Now that we’ve established that quercetin is a bonafide bioflavonoid, let’s talk about how we can get it in our diets. Here are some of my favorite sources:

  • Apples
  • Blueberries
  • Onions
  • Garlic
  • Green Tea

Other foods like kale, broccoli and citrus fruits also contain decent amounts.

Fun fact time : the highest amount of quercetin ever recorded in food was found in capers – those tiny pickled buds you often see on charcuterie boards. Who knew?

Potential Health Benefits

So why should you care about adding more quercetin to your diet? Well besides its antioxidant powers, there have been multiple studies indicating potential health benefits such as:

1. Reduced Inflammation

Chronic inflammation has been linked to a variety of health problems such as heart disease and cancer among others. Some studies indicate that the anti-inflammatory properties of quercetin could potentially help reduce overall levels.

2. Boosted Immune Function

Querectin has shown promise when it comes to supporting immune function due to its anti-inflammatory effects and possible ability to decrease oxidative stress.
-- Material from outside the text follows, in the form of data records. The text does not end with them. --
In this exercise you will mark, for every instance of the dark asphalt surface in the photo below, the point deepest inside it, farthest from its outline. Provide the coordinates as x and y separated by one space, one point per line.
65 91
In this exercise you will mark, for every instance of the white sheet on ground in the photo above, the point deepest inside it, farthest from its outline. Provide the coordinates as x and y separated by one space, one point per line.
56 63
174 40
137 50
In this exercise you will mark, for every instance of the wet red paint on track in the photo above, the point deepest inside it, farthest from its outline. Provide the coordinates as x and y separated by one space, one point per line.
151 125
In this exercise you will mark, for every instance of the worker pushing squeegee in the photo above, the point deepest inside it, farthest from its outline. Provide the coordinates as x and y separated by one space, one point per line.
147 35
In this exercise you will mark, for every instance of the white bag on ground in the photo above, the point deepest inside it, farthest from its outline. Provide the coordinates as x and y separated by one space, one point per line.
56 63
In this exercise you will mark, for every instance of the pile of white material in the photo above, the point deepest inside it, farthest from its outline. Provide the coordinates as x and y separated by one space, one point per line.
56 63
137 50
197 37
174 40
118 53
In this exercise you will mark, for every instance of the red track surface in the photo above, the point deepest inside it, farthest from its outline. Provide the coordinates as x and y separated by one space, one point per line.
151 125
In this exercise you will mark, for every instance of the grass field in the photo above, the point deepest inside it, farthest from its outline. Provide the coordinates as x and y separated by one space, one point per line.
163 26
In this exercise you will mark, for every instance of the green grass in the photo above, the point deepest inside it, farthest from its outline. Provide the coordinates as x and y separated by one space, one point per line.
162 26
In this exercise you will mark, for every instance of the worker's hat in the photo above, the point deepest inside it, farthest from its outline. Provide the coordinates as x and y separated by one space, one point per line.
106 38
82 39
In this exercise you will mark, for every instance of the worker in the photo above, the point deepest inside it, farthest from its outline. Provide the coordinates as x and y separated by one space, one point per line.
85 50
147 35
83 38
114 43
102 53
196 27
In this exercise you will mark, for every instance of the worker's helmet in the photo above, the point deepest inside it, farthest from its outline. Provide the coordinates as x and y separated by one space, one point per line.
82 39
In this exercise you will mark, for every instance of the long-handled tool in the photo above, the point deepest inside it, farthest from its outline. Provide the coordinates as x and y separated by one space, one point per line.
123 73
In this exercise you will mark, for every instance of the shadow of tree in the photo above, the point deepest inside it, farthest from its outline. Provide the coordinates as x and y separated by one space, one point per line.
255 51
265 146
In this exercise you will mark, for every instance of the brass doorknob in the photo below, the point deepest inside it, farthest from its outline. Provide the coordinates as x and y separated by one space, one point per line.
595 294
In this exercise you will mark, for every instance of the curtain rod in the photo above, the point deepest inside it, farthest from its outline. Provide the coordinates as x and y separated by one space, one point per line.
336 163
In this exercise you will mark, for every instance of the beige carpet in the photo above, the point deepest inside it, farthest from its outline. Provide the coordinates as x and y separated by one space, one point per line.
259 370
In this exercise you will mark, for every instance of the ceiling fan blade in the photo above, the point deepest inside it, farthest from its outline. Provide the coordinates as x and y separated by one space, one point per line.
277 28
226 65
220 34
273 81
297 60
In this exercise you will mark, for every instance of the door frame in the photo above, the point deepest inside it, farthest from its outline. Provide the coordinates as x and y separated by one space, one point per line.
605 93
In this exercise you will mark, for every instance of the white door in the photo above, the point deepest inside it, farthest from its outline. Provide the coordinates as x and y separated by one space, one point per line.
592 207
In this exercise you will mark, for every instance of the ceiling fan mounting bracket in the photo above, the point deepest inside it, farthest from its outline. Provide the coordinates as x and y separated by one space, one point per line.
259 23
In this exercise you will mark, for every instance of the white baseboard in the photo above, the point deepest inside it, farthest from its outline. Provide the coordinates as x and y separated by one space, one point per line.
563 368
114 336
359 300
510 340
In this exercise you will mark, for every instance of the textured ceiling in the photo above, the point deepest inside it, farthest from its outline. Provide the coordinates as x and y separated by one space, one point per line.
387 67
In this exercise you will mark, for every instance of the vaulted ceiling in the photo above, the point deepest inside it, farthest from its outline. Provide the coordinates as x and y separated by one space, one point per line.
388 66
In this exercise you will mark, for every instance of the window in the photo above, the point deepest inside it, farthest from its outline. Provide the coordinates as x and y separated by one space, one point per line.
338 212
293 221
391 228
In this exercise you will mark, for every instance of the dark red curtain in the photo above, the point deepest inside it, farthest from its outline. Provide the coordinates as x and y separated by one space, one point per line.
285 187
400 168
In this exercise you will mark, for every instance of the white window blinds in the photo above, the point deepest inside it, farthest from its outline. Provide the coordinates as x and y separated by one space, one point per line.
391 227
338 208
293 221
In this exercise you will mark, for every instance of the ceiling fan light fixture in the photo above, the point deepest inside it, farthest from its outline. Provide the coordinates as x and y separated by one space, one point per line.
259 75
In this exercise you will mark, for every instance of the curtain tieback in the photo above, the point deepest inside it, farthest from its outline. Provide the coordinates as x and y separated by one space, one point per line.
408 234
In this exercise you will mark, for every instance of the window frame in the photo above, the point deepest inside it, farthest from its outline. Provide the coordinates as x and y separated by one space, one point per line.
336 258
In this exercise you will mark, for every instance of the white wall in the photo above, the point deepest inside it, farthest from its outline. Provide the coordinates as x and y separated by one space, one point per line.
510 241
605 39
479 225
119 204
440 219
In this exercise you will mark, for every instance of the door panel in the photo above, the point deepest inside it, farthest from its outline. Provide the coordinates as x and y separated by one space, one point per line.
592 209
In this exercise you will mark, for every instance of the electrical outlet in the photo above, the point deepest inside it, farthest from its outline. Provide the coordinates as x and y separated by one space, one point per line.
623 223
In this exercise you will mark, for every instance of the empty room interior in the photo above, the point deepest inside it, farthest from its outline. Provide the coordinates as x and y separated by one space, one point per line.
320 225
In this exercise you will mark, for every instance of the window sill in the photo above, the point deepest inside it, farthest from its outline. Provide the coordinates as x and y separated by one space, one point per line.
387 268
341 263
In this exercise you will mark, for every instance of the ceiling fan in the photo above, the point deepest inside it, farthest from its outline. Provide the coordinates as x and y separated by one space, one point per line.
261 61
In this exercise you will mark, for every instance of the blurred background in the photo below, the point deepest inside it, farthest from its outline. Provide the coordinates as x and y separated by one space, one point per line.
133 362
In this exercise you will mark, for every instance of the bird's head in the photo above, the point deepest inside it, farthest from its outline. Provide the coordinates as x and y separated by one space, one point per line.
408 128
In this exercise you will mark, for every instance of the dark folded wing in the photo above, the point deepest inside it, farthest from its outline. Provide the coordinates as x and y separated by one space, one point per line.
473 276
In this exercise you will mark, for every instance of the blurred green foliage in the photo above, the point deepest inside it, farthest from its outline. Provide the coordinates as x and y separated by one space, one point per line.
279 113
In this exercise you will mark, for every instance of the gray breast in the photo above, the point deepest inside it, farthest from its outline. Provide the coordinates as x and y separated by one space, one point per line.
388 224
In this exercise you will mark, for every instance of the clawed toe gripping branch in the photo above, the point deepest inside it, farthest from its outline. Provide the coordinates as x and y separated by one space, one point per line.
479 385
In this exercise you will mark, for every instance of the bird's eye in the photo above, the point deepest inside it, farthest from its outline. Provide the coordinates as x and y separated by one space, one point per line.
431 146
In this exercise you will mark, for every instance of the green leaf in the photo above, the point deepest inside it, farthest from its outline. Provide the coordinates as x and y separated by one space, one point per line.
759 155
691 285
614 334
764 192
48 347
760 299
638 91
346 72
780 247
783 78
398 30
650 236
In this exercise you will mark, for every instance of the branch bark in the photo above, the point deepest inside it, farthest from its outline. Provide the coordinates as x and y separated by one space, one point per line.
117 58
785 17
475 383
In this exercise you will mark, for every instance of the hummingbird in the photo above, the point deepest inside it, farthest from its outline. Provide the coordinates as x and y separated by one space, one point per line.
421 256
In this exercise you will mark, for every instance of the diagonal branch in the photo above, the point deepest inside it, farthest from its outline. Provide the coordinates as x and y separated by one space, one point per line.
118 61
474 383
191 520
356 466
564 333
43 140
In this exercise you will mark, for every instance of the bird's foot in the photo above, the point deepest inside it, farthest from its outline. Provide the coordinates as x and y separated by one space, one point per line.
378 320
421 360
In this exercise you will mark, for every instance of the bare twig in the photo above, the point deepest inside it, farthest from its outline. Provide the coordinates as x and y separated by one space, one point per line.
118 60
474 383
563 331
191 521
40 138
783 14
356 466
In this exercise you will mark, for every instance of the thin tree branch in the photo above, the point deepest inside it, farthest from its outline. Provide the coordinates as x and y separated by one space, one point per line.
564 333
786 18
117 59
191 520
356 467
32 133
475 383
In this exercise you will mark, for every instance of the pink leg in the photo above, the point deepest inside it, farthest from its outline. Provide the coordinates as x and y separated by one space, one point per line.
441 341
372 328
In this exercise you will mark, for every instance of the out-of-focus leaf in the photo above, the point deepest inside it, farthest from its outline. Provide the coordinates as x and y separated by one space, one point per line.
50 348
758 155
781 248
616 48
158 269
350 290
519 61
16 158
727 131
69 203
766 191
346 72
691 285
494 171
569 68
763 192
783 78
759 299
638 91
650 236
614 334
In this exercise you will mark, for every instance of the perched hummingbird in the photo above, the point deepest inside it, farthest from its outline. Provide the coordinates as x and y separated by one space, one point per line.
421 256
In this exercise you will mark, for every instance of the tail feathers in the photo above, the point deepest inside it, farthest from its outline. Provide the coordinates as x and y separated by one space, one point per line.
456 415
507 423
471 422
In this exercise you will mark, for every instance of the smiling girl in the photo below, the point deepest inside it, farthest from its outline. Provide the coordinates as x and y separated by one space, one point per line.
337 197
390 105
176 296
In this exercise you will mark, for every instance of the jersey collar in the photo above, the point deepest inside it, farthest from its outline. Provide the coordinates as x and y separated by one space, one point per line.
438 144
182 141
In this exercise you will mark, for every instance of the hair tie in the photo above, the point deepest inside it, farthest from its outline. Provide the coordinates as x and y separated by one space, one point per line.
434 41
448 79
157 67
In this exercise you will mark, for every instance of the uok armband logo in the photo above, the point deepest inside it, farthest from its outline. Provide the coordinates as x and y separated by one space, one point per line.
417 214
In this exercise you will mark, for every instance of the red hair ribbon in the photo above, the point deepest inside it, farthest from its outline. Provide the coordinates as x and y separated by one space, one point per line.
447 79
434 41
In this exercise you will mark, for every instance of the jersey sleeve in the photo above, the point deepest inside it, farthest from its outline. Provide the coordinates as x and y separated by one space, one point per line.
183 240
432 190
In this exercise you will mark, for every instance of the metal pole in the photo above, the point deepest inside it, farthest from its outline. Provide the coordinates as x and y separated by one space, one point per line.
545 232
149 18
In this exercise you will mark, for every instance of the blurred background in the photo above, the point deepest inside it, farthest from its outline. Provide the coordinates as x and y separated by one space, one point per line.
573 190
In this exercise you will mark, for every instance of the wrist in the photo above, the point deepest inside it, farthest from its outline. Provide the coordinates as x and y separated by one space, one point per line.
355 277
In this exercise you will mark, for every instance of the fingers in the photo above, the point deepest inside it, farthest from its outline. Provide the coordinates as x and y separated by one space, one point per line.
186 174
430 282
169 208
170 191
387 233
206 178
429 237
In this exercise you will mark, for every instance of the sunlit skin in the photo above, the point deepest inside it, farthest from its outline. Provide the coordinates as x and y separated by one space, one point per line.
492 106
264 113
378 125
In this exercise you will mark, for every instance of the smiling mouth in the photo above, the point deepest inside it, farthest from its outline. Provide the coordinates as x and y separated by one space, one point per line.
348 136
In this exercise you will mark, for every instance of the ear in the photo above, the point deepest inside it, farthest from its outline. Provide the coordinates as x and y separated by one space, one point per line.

3 .Lower Risk for Heart Disease

Some research suggests that certain types of flavoindoids including you guessed it, querecting,, may play an important role in maintaining cardiovascular health through processes like reducing blood pressure and decreasing oxidation

Of course these findings aren’t concrete yet but they’re definitely exciting areas for further research.

Should You Supplement?

Okay so now you’re probably wondering whether or not you should just start popping querctein pills every day right? It’s true that supplementing might seem like an easier way to consistently get enough but let me clear something up: getting the majority of your nutrients from whole foods is generally recommended over taking individual supplements.

This is because vitamins and minerals tend to work synergistically rather than independently. In other words, they work best when taken together in their natural state within food sources.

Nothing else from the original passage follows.